Woman, 29, chooses to die two days after husband’s birthday

This is an archived article and the information in the article may be outdated. Please look at the time stamp on the story to see when it was last updated.
Brittany Maynard and bridesmaids at her wedding 9-29-14

Courtesy: Brittany Maynard

A terminally ill 29-year-old woman has chosen November 1 as the day she will die.

Shortly after her wedding last year, Brittany Maynard began experiencing debilitating headaches.

While on vacation with her husband in January, Brittany was diagnosed with grade II Astrocytoma, a severe brain tumor.

Doctors told Maynard she had 10 years to live. 

"I have to tell you," she says in the video, "when you’re 29 years old, being told you have that kind of timeline still feels like being told you’re going to die tomorrow.”

Following the initial diagnosis, doctors said her cancer had progressed to Glioblastoma multiforme, the deadliest form of brain cancer. After treatment, the average life expectancy is only 14 months.

Brittany Maynard and her Great Dane Charlie late 2013

Courtesy: Brittany Maynard

When doctors told Brittany her death would likely be slow and painful as the tumor continued to grow, she opted to choose her own ending.

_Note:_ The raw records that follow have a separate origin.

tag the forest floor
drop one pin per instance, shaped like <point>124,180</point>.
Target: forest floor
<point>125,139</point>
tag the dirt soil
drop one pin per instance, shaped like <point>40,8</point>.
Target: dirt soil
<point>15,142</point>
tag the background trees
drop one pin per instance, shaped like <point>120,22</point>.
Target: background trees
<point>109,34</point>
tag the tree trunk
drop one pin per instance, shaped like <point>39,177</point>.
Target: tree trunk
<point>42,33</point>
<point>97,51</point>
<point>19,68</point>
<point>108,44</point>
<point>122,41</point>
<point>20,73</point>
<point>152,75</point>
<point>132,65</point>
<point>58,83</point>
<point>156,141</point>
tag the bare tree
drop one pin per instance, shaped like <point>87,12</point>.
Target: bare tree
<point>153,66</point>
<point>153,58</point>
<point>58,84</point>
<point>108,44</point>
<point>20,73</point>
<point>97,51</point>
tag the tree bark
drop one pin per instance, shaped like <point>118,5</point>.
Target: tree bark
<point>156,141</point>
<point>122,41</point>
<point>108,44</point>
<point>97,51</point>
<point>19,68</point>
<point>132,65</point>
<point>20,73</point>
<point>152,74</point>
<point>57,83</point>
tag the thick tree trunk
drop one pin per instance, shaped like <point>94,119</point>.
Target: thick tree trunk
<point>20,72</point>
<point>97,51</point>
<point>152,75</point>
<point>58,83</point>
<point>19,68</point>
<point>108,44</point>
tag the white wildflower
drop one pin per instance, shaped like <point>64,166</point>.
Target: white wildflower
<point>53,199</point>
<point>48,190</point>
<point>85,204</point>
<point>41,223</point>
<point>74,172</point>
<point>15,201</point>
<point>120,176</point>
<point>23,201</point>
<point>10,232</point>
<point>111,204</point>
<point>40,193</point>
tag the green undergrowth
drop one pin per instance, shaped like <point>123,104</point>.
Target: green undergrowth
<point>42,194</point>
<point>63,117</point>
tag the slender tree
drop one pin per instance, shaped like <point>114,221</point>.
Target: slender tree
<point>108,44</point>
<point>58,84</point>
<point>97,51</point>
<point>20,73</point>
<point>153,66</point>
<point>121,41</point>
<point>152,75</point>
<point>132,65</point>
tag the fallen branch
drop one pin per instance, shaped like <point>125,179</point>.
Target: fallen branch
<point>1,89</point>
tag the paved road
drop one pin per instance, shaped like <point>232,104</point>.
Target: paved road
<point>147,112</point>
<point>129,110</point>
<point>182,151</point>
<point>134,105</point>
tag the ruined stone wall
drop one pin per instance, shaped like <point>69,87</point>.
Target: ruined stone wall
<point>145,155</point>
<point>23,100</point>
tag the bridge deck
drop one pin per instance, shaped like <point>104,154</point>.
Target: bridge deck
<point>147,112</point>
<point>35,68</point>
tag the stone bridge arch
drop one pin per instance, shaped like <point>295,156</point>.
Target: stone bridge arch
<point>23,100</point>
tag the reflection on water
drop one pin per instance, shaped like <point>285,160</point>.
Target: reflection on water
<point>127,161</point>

On November 1, surrounded by her husband, mother and best friend, she will end her life using medication prescribed by her doctor. Maynard's husband's birthday is October 30.

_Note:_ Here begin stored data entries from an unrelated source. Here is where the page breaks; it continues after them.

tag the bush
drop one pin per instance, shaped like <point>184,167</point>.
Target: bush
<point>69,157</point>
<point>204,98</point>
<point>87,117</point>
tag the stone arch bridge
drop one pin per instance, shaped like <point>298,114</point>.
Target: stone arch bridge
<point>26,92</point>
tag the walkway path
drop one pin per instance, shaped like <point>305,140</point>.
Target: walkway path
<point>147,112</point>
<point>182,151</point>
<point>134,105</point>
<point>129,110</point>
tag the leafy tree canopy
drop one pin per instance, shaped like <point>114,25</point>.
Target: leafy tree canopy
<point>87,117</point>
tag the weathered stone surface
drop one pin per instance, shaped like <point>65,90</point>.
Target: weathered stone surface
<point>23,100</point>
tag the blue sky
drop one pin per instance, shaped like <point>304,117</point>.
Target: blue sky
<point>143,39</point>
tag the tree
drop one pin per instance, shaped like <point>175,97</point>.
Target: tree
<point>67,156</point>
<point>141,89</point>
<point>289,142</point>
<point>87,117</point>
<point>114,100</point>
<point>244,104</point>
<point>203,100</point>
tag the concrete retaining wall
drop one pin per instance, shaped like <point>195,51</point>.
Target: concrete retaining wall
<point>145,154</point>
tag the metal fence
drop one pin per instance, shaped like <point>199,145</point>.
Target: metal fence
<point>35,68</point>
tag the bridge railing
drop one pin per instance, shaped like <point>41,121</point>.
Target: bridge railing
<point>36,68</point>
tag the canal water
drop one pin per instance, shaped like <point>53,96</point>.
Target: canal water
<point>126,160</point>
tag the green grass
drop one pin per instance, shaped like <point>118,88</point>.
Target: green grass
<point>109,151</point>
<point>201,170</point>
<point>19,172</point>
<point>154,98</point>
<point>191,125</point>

The medication will give her a "peaceful and painless" ending to her life.

"I did not want this nightmare scenario for my family, so I started researching death with dignity," she shared with CNN. "It is an end-of-life option for mentally competent, terminally ill patients with a prognosis of six months or less to live. It would enable me to use the medical practice of aid in dying: I could request and receive a prescription from a physician for medication that I could self-ingest to end my dying process if it becomes unbearable. I quickly decided that death with dignity was the best option for me and my family."

"Now, I'm able to move forward in my remaining days or weeks I have on this beautiful Earth, to seek joy and love and to spend time traveling to outdoor wonders of nature with those I love. And I know that I have a safety net."

Brittany said this is not a suicide.

"There is not a cell in my body that is suicidal or that wants to die," Maynard told People.com. "I want to live. I wish there was a cure for my disease but there's not. … Being able to choose to go with dignity is less terrifying.”

Maynard's family moved with her to Oregon earlier this year so she would have access to Oregon's "Death with Dignity Act," which has allowed over 750 people to die using medication since 1997.

Life-rights advocacy organization Compassion & Choices and The Brittany Maynard Fund will allow Brittany to share her story and bring attention to end-of-life rights.

According to Compassion & Choices, Brittany will spend her last days fighting for others’ rights to end their lives.

"I hope for the sake of my fellow American citizens that I'll never meet that this option is available to you," she shared with CNN. "If you ever find yourself walking a mile in my shoes, I hope that you would at least be given the same choice and that no one tries to take it from you."

"When my suffering becomes too great, I can say to all those I love, 'I love you; come be by my side, and come say goodbye as I pass into whatever's next.' I will die upstairs in my bedroom with my husband, mother, stepfather and best friend by my side and pass peacefully. I can't imagine trying to rob anyone else of that choice."